JW: Word-of-mouth and Yelp! Readers: if you need a recommendation for an Asian restaurant, just email me with your city name. I’m pretty fanatic about food (especially Chinese, Korean, and Japanese food) very good at sifting through Yelp reviews, and I also have tried a lot of restaurants (particularly in Seattle, Los Angeles, New York, Central Jersey, and Philadelphia).

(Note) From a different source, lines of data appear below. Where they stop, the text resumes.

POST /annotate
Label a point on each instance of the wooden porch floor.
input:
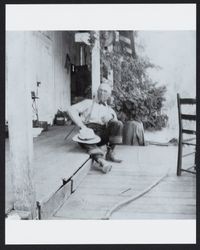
(172, 198)
(56, 158)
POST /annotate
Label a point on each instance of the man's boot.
(102, 164)
(110, 156)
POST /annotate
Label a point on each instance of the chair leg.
(179, 161)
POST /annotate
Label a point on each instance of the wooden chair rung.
(181, 117)
(188, 131)
(189, 144)
(188, 154)
(188, 117)
(188, 101)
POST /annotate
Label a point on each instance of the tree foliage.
(136, 96)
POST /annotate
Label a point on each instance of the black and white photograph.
(100, 124)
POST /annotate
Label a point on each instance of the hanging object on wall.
(67, 63)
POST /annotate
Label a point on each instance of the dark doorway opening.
(80, 83)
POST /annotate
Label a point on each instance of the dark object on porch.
(60, 118)
(40, 124)
(6, 129)
(133, 133)
(187, 117)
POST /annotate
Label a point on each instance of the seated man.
(97, 115)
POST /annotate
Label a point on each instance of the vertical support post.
(96, 64)
(20, 122)
(179, 161)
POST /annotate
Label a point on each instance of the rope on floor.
(135, 197)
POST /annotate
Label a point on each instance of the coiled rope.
(135, 197)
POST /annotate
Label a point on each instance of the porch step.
(55, 159)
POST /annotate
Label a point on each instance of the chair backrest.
(182, 116)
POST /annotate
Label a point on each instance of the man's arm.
(75, 110)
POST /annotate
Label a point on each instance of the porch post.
(20, 122)
(96, 64)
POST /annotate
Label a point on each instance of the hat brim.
(94, 140)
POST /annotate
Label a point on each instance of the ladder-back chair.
(182, 130)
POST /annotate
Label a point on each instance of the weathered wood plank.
(48, 207)
(78, 177)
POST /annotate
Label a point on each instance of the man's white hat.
(86, 136)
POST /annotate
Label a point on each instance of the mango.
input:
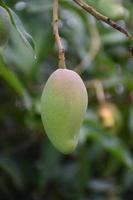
(63, 106)
(5, 26)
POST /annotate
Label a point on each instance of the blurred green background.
(101, 168)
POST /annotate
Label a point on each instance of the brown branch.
(95, 44)
(57, 37)
(101, 17)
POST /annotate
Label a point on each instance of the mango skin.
(5, 26)
(63, 105)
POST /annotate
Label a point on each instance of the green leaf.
(11, 78)
(16, 22)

And if you HAVE a recommendation for an Asian restaurant that you love, let me know! (firstname.lastname@example.org)
Students wanted to know: What is your favorite food?
JW: Japanese: sushi (sweet shrimp, albacore), ramen (fresh extra firm noodles and broth cooked at least 24 hours); Chinese: dim sum (ha gow – shrimp dumplings), wonton noodle soup (shrimp and pork wontons with Hong Kong style thin but chewy egg noodles), soup dumplings, ma la (spicy tingling) beef tendon; Korean: soon dae (blood sausage); Mexican: cochinita pibil tacos (very soft stewed pork tacos with small corn tortillas), empanadas with potato; Italian: gnocchi (potato dumplings); Swedish: potato pancakes; Danish: potato chips (I had the BEST potato chips ever in Iceland, a Danish brand called Kim) . . . I think the better question is: what foods don’t I like? (Answer: I’m trying to stay away from processed foods that contain ingredients I can’t pronounce.)